Well, I guess I’ve been officially bitten by the “I’m going to collect vintage computers for no reason” bug after buying a Tandy TRS-80 Model 100 a couple of weeks ago. I’d hoped that purchase would have cleansed me of this pending addiction, but alas it only served to energize it. Now I must have all the vintage computers ever created by man or beast!!

I just got my hands on my second vintage computer and this one has a special place in my heart, because it was the first computer I ever owned. I’m referring to the mighty Commodore Vic-20 endorsed by none other than Captain Frickin’ Kirk!

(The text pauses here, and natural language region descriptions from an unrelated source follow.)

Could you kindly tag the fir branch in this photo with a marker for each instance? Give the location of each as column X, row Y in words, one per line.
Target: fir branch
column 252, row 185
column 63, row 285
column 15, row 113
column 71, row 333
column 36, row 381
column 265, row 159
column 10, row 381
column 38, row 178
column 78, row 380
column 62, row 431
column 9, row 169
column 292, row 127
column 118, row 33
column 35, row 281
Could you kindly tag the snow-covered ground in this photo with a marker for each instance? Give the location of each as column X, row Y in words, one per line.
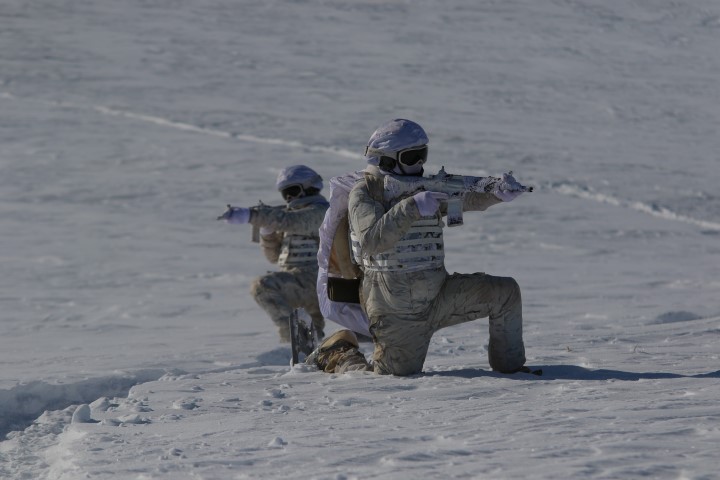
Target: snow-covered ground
column 126, row 126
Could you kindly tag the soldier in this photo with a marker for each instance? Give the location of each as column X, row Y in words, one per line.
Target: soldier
column 289, row 238
column 406, row 292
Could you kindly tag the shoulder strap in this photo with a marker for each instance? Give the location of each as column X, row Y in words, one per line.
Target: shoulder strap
column 376, row 186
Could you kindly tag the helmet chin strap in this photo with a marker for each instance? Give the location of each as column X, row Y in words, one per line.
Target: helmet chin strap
column 407, row 171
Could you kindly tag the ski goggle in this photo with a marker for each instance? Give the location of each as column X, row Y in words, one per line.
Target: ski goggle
column 407, row 156
column 292, row 192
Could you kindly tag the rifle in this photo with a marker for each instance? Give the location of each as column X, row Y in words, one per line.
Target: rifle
column 260, row 206
column 456, row 186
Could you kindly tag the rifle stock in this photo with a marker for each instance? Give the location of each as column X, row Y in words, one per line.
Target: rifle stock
column 456, row 186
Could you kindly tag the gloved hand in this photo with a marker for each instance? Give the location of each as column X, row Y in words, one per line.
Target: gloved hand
column 236, row 215
column 429, row 202
column 508, row 189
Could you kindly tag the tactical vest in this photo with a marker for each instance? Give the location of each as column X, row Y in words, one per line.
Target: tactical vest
column 297, row 250
column 421, row 248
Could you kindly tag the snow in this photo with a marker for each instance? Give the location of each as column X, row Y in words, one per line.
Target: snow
column 129, row 344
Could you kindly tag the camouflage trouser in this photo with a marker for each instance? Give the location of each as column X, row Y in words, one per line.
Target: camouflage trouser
column 279, row 293
column 405, row 311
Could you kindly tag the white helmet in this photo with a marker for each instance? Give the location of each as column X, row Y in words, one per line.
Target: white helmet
column 398, row 146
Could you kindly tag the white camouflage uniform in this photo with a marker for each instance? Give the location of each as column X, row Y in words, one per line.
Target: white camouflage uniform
column 406, row 292
column 289, row 238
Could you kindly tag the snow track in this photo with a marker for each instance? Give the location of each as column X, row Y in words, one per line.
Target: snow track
column 563, row 188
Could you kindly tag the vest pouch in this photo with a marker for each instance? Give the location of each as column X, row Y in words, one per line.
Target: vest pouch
column 344, row 290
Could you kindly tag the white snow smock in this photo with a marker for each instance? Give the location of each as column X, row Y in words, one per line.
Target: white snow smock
column 348, row 315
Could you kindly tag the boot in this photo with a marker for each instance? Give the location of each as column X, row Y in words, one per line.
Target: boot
column 338, row 353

https://www.youtube.com/watch?v=PUEI7mm8M7Q

I received my original Commodore Vic-20 as a Christmas present when I was around 8 or 9 years old. My 8 or 9 year old mind whirred with excitement when I ripped off the wrapping paper revealing the Commodore Vic-20 box. Oh, the things I would be able to do with this computer! What things I wasn’t so sure, but definitely very, very computery things!

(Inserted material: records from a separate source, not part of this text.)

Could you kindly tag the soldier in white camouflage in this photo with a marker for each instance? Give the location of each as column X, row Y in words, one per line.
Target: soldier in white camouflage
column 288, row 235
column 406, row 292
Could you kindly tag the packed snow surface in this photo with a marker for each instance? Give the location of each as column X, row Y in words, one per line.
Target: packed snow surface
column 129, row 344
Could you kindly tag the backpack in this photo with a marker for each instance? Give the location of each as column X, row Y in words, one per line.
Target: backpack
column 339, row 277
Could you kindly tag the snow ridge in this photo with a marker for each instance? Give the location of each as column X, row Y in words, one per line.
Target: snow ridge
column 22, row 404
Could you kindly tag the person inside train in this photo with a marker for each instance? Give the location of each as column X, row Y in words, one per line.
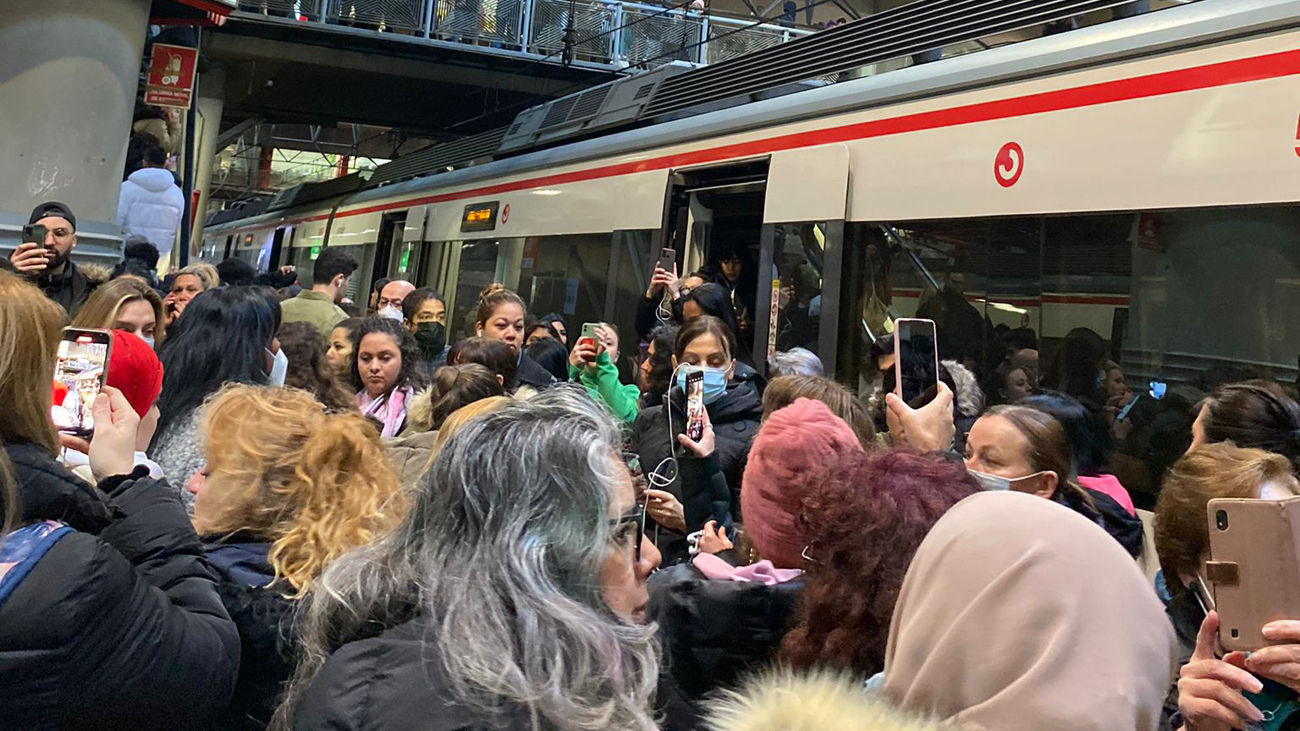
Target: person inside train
column 714, row 301
column 376, row 288
column 286, row 489
column 494, row 355
column 867, row 519
column 524, row 544
column 81, row 563
column 1209, row 692
column 310, row 370
column 593, row 364
column 501, row 316
column 1008, row 384
column 319, row 305
column 385, row 372
column 226, row 336
column 662, row 299
column 706, row 608
column 733, row 407
column 425, row 314
column 1090, row 444
column 1078, row 368
column 125, row 305
column 338, row 351
column 391, row 297
column 1045, row 623
column 551, row 355
column 1255, row 414
column 1026, row 450
column 794, row 362
column 187, row 284
column 654, row 375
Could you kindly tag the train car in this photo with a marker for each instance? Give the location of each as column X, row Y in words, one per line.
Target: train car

What things I actually ended up doing were playing two game cartridges – Gorf and Radar Rat Race – until my 8 or 9 year old eyes bulged, and teaching myself BASIC. You see, while my Vic-20 came with a few game cartridges, it also came with this wondrously mysterious book of code roughly as thick as an industrial grade cinder block. I marveled at page after page of computery-looking gibberish wondering what all this code could do once typed in. And so, I typed it all in. Little 8 or 9 year old me spent hours upon hours poking in thousands of lines of BASIC with two tiny fingers until I could finally enter the magic command: RUN at which point my hours of work would be rewarded with…

SYNTAX ERROR LINE 831

…and so back to Gorf and Radar Rat Race I went.